Ну давай, что там за жизненная история с говорящими орлами…
– И говорит старый орел сыночку: «Видишь, дитя мое, я несу тебя через горы, через моря… Так далеко я лечу и так мне тяжело, но я несу своего сына из последних сил… А ты, когда станешь взрослым и сильным, а я буду старым и слабым… Понесешь ли ты меня на своей спине?..»
М-м… Логично. Почему же дядя Миша грустно умолкает и укоризненно кивает собственным мыслям?
«Нет, – отвечает орленок. – Когда я стану большим, я понесу на спине своего сына…»
М-м… Тоже логично, ничего не скажешь: если орел будет таскать на спине папашу, кто тогда понесет малыша?
– А дальше? – спрашиваю я. – Орел рассердился? Сбросил сына в пропасть?
– Боже упаси, – пугается дядя Миша, – кто же бросает в пропасть своих детей…
– Но что же было дальше?
– А ничего. – Дядя Миша вздыхает. – Я же сказал тебе – это притча. У нее нет конца. Есть только высокий смысл, понимаешь? Ничего, ты еще вспомнишь и поймешь, ты потом оценишь…

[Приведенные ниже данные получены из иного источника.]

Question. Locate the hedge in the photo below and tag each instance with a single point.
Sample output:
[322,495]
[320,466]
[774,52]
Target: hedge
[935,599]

Умер дядя Миша внезапно, ранней холодной весной. Лег с вечера спать и утром не проснулся. Дал же бог такую смерть, говорили в родне. Завидовали…
Я училась во втором классе и не помню, чтобы сильно горевала. Нет, я не была бесчувственной идиоткой, просто поток жизни проносил сквозь меня целый мир с такой сокрушительной силой, что я не успевала оборачиваться.